A man refills a car at a petrol station.
JOHANNESBURG - Rising fuel and utility prices have eroded disposable incomes in South Africa, with retail sales rising a modest 1.1percent year-on-year in February from a 1.2percent increase in January.

Data from Statistics SA yesterday showed that prices rose slower for general dealers, pharmaceuticals and medical goods, and cosmetics and toiletries.

Jacques Nel, an analyst at NKC Africa Economics, said retail sales remained dismal amid numerous consumer headwinds that included higher fuel costs and taxes.

He said load shedding also put pressure on smaller retailers, forcing them to shut their doors temporarily.

“The return of load shedding could again put pressure on smaller retailers going forward, while consumer demand is forecast to be hampered further by fuel price hikes and elevated inflationary pressures,” Nel said.

Investec economist Lara Hodes said the retail sales figures reflected a highly constrained consumer demand environment, underpinned by muted economic growth.

Hodes said the subdued retail environment emphasised the plight of consumers, who continued to face a myriad of challenges.

Fitch Solutions, a unit of the Fitch Group, this week warned that South Africa’s high level of unemployment would continue to weigh on private consumption and real gross domestic product growth this year.

Data from Momentum Investments also showed that the household debt-to-disposable income ratio has declined to levels last seen in 2005.

Momentum Investments economist Sanisha Packirisamy said she expected growth in household consumption to decline to 1.3percent this year, given pressure on real disposable income growth and a subdued outlook on employment.

“The expectation for a significant near-term rebound in retail sales is therefore low amid the increase in downside risks to the consumer balance sheet and continued weakening sentiment,” Packirisamy said.
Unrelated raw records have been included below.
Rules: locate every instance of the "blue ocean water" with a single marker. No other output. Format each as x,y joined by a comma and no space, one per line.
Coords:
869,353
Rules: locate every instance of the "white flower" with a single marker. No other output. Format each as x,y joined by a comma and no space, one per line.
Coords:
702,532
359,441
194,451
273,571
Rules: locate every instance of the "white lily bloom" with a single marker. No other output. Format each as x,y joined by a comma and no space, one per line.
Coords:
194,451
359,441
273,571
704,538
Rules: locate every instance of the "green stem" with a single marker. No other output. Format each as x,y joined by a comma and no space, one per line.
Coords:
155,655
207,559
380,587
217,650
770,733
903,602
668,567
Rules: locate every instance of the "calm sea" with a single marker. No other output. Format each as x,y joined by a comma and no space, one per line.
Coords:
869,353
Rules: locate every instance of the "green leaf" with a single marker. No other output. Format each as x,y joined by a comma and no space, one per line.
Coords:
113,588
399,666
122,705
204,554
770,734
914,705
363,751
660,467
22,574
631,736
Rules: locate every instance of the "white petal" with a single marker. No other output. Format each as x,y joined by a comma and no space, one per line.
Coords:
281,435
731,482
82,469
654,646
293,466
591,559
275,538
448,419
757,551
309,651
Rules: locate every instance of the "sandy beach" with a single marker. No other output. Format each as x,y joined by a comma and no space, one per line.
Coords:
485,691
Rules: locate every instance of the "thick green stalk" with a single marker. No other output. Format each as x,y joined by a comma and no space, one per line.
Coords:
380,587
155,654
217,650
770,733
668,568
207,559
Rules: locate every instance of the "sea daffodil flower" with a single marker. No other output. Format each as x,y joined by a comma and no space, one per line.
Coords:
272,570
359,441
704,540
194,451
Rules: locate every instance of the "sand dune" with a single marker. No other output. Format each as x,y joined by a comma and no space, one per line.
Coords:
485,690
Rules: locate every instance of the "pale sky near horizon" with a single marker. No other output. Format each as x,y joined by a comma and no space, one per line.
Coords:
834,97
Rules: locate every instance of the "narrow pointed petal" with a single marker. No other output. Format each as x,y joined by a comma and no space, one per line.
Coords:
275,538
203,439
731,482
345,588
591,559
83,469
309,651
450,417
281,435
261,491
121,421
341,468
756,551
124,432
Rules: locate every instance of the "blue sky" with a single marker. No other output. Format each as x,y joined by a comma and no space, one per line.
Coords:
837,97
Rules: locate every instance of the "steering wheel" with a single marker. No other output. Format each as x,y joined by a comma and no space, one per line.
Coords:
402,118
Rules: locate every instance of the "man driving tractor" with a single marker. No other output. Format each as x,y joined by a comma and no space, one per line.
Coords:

Meanwhile, data from the South African Chamber of Commerce and Industry (Sacci) showed that trade conditions remained negative last month.

Sacci’s trade activity index recovered slightly to 37 points from 34 points in the previous month.

The trade expectations index inched up 4 index points to 43 points, 10 index points below last year’s level.

Sacci chief executive Alan Mukoki said respondents indicated that the possibility of a stricter trade control and regulatory environment in the short to medium term would add pressure to the tough trade environment.

“Respondents also listed challenges of competition, low economic growth, service delivery, labour and other protests, safety and security concerns, poor service delivery, less disposable income of consumers and escalating energy and transport costs as the main obstacles to trade growth,” Mukoki said.